Daneben gibt es derzeit in Österreich Bemühungen, einen transparenten Prozess für die Bewertung respektive die Erstattung von DiGAs zu konzeptionieren. "Hier ist es wichtig, dass die in der Zukunft zum Einsatz kommenden Kriterien und Anforderungen für eine breite Erstattung bzw. Implementierung (z. B. Datenschutz, Nutzenbewertung, etc.), ebenfalls für in telemedizinische Versorgungsprogramme eingebettete DiGAs zur Anwendung kommen", erklärt Goetz.
Für die Evaluation internationaler telemedizinisch-begleiteter Diabetes-Projekte konnten 20 Studien in 25 Publikationen identifiziert werden, in denen insgesamt 17 Endpunkte erhoben wurden. Die Endpunkte zielten darauf ab, etwaige medizinische, soziale und organisatorische Versorgungseffekte zu überprüfen. Die meisten Endpunkte wurden quantitativ erhoben, wobei vorrangig standardisierte Fragebögen zum Einsatz kamen.

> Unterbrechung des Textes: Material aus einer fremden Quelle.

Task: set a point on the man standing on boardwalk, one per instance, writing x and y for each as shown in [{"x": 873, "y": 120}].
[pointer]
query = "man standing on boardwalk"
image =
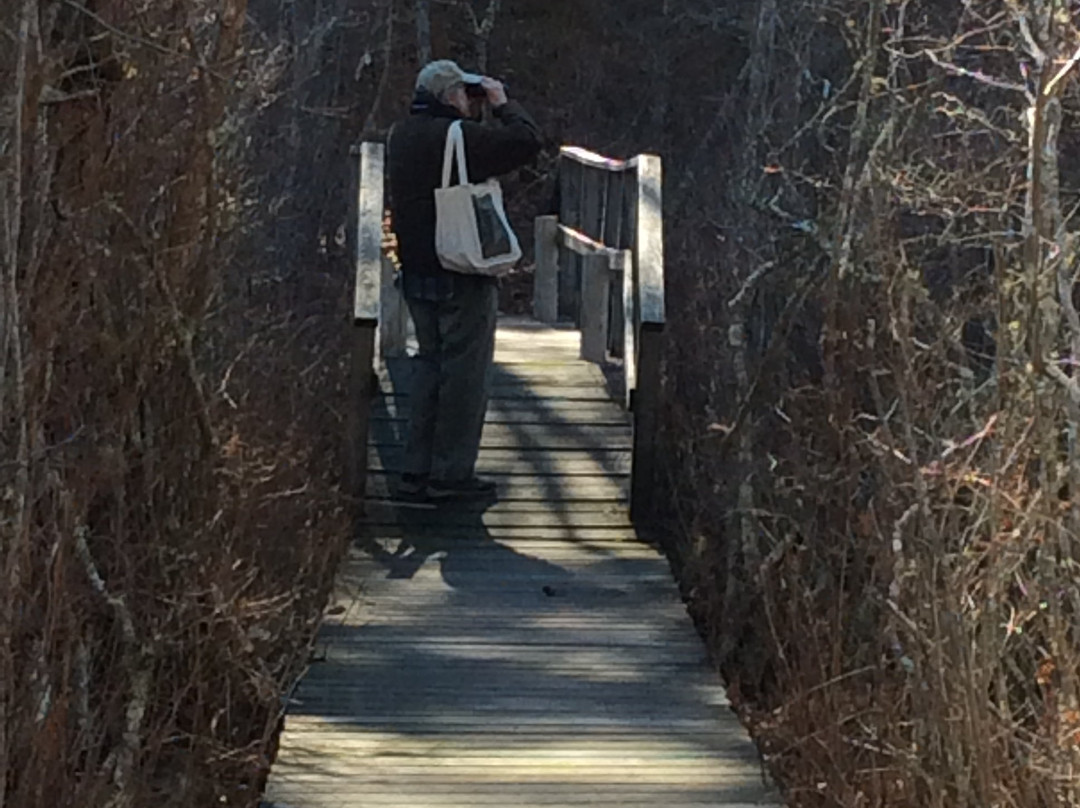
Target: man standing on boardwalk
[{"x": 454, "y": 313}]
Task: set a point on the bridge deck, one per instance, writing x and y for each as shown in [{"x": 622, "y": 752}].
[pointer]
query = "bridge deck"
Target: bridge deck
[{"x": 535, "y": 654}]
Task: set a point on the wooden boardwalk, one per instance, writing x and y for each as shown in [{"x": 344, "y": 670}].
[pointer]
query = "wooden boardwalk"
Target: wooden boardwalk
[{"x": 535, "y": 654}]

Für die systematische Übersichtsarbeit zum Zusatznutzen telemedizinischer Versorgungsprogramme im Vergleich zur üblichen Diabetesversorgung wurden ausschließlich randomisiert-kontrollierte Studien (RCTs) berücksichtigt. Es zeigte sich dabei, dass es Anhaltspunkte für etwaige medizinische, soziale und organisatorische Versorgungseffekte gibt. So war etwa zu beobachten, dass manche telemedizinisch begleitete Versorgungsprogramme etwa mit einer Verbesserung der Lebensqualität, einer Erhöhung der Zufriedenheit/Akzeptanz mit der Diabetestherapie sowie mit einer Reduktion der Inanspruchnahme medizinischer Leistungen einherging. Es ist jedoch darauf hinzuweisen, dass die Versorgungseffekte stark kontextabhängig sind: Die organisatorischen Rahmenbedingungen der Versorgungsprogramme waren sehr heterogen (etwa im Hinblick auf Personal-Ressourcen, Schulungen, Coaching-Elemente).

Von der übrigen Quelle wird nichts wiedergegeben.